It's easy to feel overwhelmed when planning what to do, who to see and where to be when it comes to performing arts in Houston. With presenters such as Society for the Performing Arts, which year after year curates a wicked lineup of touring shows in every genre imaginable, Houstonians can easily fill their calendars with something spectacular to do every single night of the week.
Society for the Performing Arts has just revealed its 2014-15 season, which pledges to offer programs for all ages and tastes and includes many never-before seen groups and presentations in Houston.
We've tried to make your life a little easier by pointing out what's new and exciting in the Society for the Performing Arts schedule. Now all you have to do is mark your calendars, purchase your tickets, book the babysitter, sit back and enjoy the show.
Food obsession: America's Test Kitchen Live with Christopher Kimball (Aug. 21)
When bad foods happens to good people, the PBS television series is here to save the day. More than 40 toques test recipes and equipment, sometimes more than 80 times, to recommend what to use and how to execute fail-proof recipes so that more viewers are encouraged to cook at home. Christopher Kimball, founder of the mag Cook's Illustrated, takes audiences behind the operations of this popular show to unveil how it's put together.
Tell me a story: Three Acts, Two Dancers, One Radio Host (Sept. 20)
One may think that radio has nothing to do with dance. But on second thought, storytelling emerges as an element that's critical in both genres. This American Life host Ira Glass plus performance artists Monica Bill Barnes and Anna Bass tune into this intersection for a show that explores love, loss and the life of a performer.
Tickling the ivories: Pianist Rafał Blechacz in recital (Oct. 17)
This 28-year-old Polish pianist has garnered remarkable international attention in part courtesy of receiving top accolades at high profile competitions such as the 15th Frédéric Chopin International Piano Competition in Warsaw and the 2014 Gilmore Artist Award. Add to his resume six albums, a recording contract with Deutsche Grammophon and solo appearances with major orchestras such as the Berlin Philharmonic and the Royal Concertgebouw, Blechacz is surely someone to watch.
International harmonies: Senegal St. Joseph Gospel Choir (Nov. 7)
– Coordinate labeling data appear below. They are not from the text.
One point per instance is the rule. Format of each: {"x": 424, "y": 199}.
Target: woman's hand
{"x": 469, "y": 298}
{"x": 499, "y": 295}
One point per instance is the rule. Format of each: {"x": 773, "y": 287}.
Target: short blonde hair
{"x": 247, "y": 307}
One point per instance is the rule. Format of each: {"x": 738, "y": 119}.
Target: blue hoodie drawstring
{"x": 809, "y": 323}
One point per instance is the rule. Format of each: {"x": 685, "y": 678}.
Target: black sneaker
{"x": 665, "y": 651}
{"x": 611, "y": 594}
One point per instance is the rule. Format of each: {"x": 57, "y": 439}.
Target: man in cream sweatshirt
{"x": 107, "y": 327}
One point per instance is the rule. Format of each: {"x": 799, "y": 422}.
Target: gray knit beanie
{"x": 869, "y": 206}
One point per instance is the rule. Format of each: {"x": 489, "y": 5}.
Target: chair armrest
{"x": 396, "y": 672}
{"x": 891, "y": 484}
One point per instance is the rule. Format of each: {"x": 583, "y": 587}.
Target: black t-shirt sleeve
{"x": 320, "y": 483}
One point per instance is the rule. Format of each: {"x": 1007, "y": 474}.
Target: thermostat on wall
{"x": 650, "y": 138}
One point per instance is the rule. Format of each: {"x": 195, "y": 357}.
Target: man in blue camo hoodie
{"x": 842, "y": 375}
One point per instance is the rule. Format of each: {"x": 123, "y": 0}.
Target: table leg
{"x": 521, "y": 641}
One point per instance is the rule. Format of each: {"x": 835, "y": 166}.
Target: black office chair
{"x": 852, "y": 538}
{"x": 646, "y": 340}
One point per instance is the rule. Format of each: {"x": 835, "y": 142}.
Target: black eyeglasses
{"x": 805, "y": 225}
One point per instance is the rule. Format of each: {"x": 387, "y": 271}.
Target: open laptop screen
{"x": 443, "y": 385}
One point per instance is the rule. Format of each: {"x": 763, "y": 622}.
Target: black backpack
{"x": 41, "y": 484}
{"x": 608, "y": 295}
Comprising 15 singers and four drummers, this traditional ensemble from Dakar, Senegal, was formed to preserve and develop the cultural heritage of a region that's been in constant change. Expect to hear richly reverberant harmonies blended with gospel hymns familiar to local audiences.
Pretty ladies: The Hot Box Girls (Jan. 10, 2015)
Darling gals in titillating outfits — what's not to love? Society for the Performing Arts is capitalizing on the renewed popularity of the flirtatious art of burlesque by hiring this sassy company from New York. Yes, there will be feathered outfits and gratuitous shimming.
Bow to the dark side: Violinist Amadéus Leopold in recital (Jan. 23, 2015)
You must know that Amadéus Leopold isn't the violinists' birth name, right? Formerly known as Hahn-Bin, think of Amadéus Leopold as the Liberace of the violin. Don't mistake the showmanship, crazy hair and caked on makeup as just a schtick. Amadéus Leopold comes from the highest echelon of classical musicians. He studied with Itzhak Perlman and is a graduate of the Juilliard School.
For old time sake: Hilary Kole in Over the Rainbow: A Musical Tribute to the Artistry of Judy Garland (March 27, 2015)
Hilary Kole has the type of vocal timbre that rouses listeners to remember a time when things were simpler. It's her beautifully shaped melodies that render Kole a perfect choice to summon the spirit of an artist who means so much to so many people.
Dance party: Centre Chorégraphique National de Créteil et du Val-de-Marne / Compagnie Käfig (April 17, 2015)
Street hip hop, capoeira, samba, electronic music, bossa nova and contemporary techniques fuse in the choreography of this all male Brazilian dance troupe. Hot bodies groove to hypnotic rhythms that burst with energy in a story about water and renewal.
Scottish Ballet presents A Streetcar Named Desire (May 15, 2015)
You know the Tennessee Williams Pulitzer Prize winning story. This version by the Scottish Ballet places the timeless novel in the hands of award-winning theater and film director Nancy Meckler and choreographer Annabelle Lopez Ochoa, whose collective interpretation has been described as "heartbreakingly beautiful."
The Illusionists: Witness the Impossible (June 2-6, 2015)
Seven thrilling illusionists plus a company of 20 performers pull off unbelievable feats in levitation, magic, mind-reading and disappearance, plus a water torture escape that earns the show's title, "Witness the Impossible."